Pero todo eso fue retirado y colocaron una mesa enorme cubierta con un mantel blanco de seda con un patrón de ganchillo. Tres vasos contenían narcisos y crocus violetas, blancos y amarillos junto con ramas de algodón. Un juego de té estaba dispuesto en cada lugar. En la mesa cabían alrededor de quince personas.
Me acerqué despacio para observar los detalles. En el exterior las tazas eran blancas con una franja en oro, el interior era en verde menta con un diseño de cuerdas en oro. Al fondo tenían un ramo de distintas flores y colores… Estaban pintadas a mano.
Encima de la mesa había una selección de sándwiches, huevos rellenos, manís, un plato con rodajas de plátano, piña y cerezas dulces —mis frutas preferidas—, ostras y canapés de anchoas… Era una fiesta de té sofisticada, lujosa y exquisita.

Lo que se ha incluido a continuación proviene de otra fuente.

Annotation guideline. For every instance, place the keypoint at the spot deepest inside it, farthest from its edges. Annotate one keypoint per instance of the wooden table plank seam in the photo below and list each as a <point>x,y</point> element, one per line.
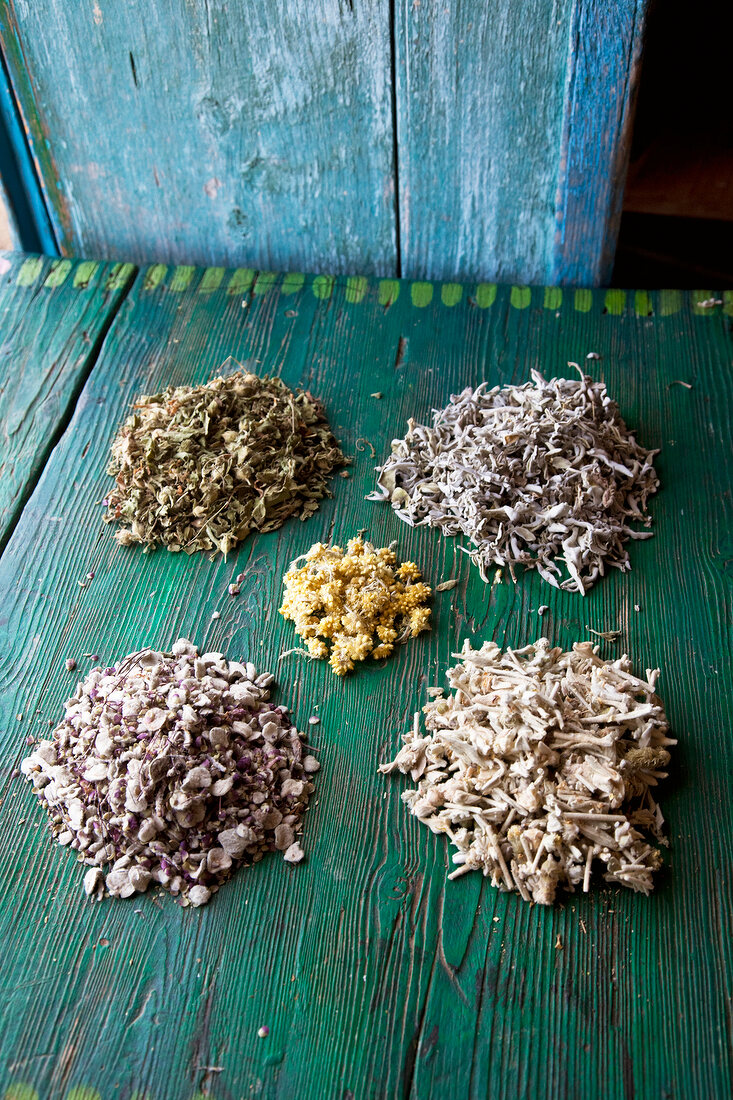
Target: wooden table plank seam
<point>54,316</point>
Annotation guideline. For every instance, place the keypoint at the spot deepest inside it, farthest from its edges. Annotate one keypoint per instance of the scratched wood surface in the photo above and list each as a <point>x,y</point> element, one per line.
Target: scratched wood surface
<point>439,139</point>
<point>375,976</point>
<point>53,317</point>
<point>216,132</point>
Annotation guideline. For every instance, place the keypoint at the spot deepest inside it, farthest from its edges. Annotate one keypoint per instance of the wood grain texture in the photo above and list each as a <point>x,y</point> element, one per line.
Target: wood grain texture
<point>602,80</point>
<point>512,135</point>
<point>376,977</point>
<point>215,132</point>
<point>282,135</point>
<point>53,318</point>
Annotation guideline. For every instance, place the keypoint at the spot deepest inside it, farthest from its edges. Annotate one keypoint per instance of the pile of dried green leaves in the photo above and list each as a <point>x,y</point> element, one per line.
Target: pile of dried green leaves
<point>198,468</point>
<point>173,769</point>
<point>533,475</point>
<point>540,763</point>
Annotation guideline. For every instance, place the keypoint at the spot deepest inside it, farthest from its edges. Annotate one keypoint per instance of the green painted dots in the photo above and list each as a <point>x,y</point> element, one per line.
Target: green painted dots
<point>211,279</point>
<point>85,273</point>
<point>356,289</point>
<point>20,1091</point>
<point>118,276</point>
<point>292,283</point>
<point>389,292</point>
<point>521,296</point>
<point>485,295</point>
<point>422,294</point>
<point>182,277</point>
<point>83,1092</point>
<point>451,294</point>
<point>58,273</point>
<point>240,281</point>
<point>614,303</point>
<point>643,304</point>
<point>323,286</point>
<point>264,282</point>
<point>30,271</point>
<point>670,301</point>
<point>154,276</point>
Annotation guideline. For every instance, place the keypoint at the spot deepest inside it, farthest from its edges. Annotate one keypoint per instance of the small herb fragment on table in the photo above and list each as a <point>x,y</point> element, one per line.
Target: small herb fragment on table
<point>173,769</point>
<point>542,763</point>
<point>199,468</point>
<point>351,604</point>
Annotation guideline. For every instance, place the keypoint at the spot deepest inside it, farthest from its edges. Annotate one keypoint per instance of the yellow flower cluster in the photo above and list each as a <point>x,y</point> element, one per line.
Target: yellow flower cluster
<point>358,601</point>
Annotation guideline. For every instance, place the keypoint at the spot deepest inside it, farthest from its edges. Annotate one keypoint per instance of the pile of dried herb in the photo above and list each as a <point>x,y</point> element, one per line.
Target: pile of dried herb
<point>198,468</point>
<point>173,769</point>
<point>542,763</point>
<point>353,604</point>
<point>540,475</point>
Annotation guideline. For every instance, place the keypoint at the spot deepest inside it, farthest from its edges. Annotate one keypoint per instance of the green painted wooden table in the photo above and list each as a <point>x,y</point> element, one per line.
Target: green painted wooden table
<point>375,976</point>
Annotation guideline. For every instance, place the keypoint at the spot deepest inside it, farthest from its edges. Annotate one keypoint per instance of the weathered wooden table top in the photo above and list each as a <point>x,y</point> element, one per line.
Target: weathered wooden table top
<point>375,976</point>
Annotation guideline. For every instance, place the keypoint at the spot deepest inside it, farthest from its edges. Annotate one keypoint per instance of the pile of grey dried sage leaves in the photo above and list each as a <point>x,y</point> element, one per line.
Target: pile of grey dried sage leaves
<point>173,769</point>
<point>199,468</point>
<point>542,765</point>
<point>542,475</point>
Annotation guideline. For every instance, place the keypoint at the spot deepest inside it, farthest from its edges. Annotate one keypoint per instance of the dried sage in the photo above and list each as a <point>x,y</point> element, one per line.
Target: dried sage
<point>542,763</point>
<point>540,475</point>
<point>173,769</point>
<point>198,468</point>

En el patio exterior, a la derecha, había una mesa con las bebidas e incluía el camarero. A su lado había otra mesa con lo necesario para preparar los más deliciosos postres helados. Los niños hacían fila mientras brincaban de gusto. Levanté la mirada y a lo lejos estaba el asador, por lo que mi cabello no tendría el olor del humo.
Toda la familia de él y la mía estaban allí. Mamá y la abuela salieron de la casa y se detuvieron junto a mí. Escuché cuando ambas tomaron una bocanada de aire y nos observamos. Mamá tenía los ojos humedecidos, la abuela los entrecerró y yo… no sabía qué pensar o sentir.
—¡Bobby, ya llegaste!
La hermana del profesor atravesó las puertas francesas, se acercó y me envolvió en un abrazo cálido. Debía ser la responsable de que todo estuviera tan bonito ya que siempre me quiso mucho.
—Hola, señora Ruth. —Mi voz apenas se escuchó.
—¡Ay! Me voy a resentir, querida. ¿Ya no me tienes cariño?
El abuelo y el profesor salieron de la casa en ese instante. Él, con las manos dentro de los bolsillos, tenía los labios en una línea recta.
—¿Qué le hiciste a Bobby? Tú siempre la molestas.
—Ruth… —No me pasó desapercibida la advertencia.